For campus senior Sarah Funes, difficulties with food access have only added to the burden of living as a disabled student at UC Berkeley. Funes said she has a brain tumor that has made working difficult, but she has been supplementing her income with campus work-study jobs. Funes receives supplemental security income, or SSI, but said it is “impossible” to live on.

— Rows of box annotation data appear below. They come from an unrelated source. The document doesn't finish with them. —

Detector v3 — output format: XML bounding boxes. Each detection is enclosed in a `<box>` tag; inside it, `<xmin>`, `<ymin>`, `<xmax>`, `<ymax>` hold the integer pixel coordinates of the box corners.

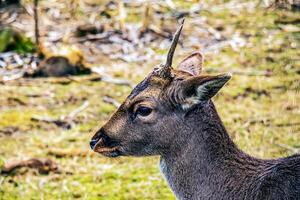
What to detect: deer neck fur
<box><xmin>160</xmin><ymin>101</ymin><xmax>264</xmax><ymax>199</ymax></box>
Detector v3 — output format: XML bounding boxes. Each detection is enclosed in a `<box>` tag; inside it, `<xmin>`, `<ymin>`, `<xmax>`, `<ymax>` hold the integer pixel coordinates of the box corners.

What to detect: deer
<box><xmin>90</xmin><ymin>21</ymin><xmax>300</xmax><ymax>200</ymax></box>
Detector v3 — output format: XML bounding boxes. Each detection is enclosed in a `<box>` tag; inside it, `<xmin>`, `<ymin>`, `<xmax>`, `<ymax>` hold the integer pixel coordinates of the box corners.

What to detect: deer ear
<box><xmin>178</xmin><ymin>51</ymin><xmax>203</xmax><ymax>76</ymax></box>
<box><xmin>180</xmin><ymin>73</ymin><xmax>231</xmax><ymax>109</ymax></box>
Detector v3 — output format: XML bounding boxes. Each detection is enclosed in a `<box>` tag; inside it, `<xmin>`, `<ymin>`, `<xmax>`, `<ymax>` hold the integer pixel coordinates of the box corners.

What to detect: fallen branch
<box><xmin>0</xmin><ymin>158</ymin><xmax>60</xmax><ymax>174</ymax></box>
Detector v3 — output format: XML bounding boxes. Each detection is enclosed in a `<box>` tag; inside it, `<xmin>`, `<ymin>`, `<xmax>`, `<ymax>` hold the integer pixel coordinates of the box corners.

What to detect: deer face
<box><xmin>90</xmin><ymin>20</ymin><xmax>230</xmax><ymax>157</ymax></box>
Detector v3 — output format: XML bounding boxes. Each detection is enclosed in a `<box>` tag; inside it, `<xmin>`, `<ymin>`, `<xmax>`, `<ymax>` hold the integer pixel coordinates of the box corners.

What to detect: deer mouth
<box><xmin>93</xmin><ymin>138</ymin><xmax>121</xmax><ymax>157</ymax></box>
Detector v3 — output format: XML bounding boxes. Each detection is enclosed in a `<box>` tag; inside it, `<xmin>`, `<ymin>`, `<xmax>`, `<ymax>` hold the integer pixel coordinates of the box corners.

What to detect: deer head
<box><xmin>90</xmin><ymin>22</ymin><xmax>231</xmax><ymax>157</ymax></box>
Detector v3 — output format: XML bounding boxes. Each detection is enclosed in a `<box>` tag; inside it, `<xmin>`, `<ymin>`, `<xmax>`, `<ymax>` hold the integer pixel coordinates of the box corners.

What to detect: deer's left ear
<box><xmin>177</xmin><ymin>73</ymin><xmax>231</xmax><ymax>110</ymax></box>
<box><xmin>177</xmin><ymin>51</ymin><xmax>203</xmax><ymax>76</ymax></box>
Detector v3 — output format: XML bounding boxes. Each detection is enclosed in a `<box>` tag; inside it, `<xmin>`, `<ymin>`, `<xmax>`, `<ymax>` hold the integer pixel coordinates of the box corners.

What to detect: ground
<box><xmin>0</xmin><ymin>0</ymin><xmax>300</xmax><ymax>200</ymax></box>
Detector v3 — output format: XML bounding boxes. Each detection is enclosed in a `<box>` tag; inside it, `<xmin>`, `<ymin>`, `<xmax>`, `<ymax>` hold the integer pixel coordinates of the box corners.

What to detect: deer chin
<box><xmin>93</xmin><ymin>139</ymin><xmax>121</xmax><ymax>157</ymax></box>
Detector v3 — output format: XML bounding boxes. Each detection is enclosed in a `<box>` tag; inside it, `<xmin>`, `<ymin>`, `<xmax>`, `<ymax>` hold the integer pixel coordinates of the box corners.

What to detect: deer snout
<box><xmin>90</xmin><ymin>128</ymin><xmax>105</xmax><ymax>149</ymax></box>
<box><xmin>90</xmin><ymin>128</ymin><xmax>118</xmax><ymax>152</ymax></box>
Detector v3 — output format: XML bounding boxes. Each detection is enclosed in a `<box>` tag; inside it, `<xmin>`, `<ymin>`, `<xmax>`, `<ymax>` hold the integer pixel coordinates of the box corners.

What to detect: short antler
<box><xmin>165</xmin><ymin>18</ymin><xmax>184</xmax><ymax>67</ymax></box>
<box><xmin>159</xmin><ymin>19</ymin><xmax>184</xmax><ymax>78</ymax></box>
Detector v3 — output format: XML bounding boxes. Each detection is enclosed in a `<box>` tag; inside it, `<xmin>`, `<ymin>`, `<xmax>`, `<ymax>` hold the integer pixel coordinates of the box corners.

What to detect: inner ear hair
<box><xmin>181</xmin><ymin>73</ymin><xmax>232</xmax><ymax>110</ymax></box>
<box><xmin>177</xmin><ymin>51</ymin><xmax>203</xmax><ymax>76</ymax></box>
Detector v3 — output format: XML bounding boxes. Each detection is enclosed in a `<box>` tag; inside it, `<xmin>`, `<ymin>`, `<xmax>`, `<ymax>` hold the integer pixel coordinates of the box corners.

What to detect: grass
<box><xmin>0</xmin><ymin>1</ymin><xmax>300</xmax><ymax>200</ymax></box>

SSI is a federally funded program that provides income support for individuals who are disabled, blind or at least 65 years of age. Elizabeth Gomez, associate director of client services at the Alameda County Community Food Bank, said anyone who receives SSI is not eligible for benefits such as CalFresh that are provided by the Supplemental Nutrition Assistance Program, or SNAP.

This is because the state’s SSI payment already includes an allotment for food, according to Gomez, which includes the value of the CalFresh allowance. Funes said getting adequate food with the SSI allocation is not plausible. Last summer, SSI was Funes’ main source of income.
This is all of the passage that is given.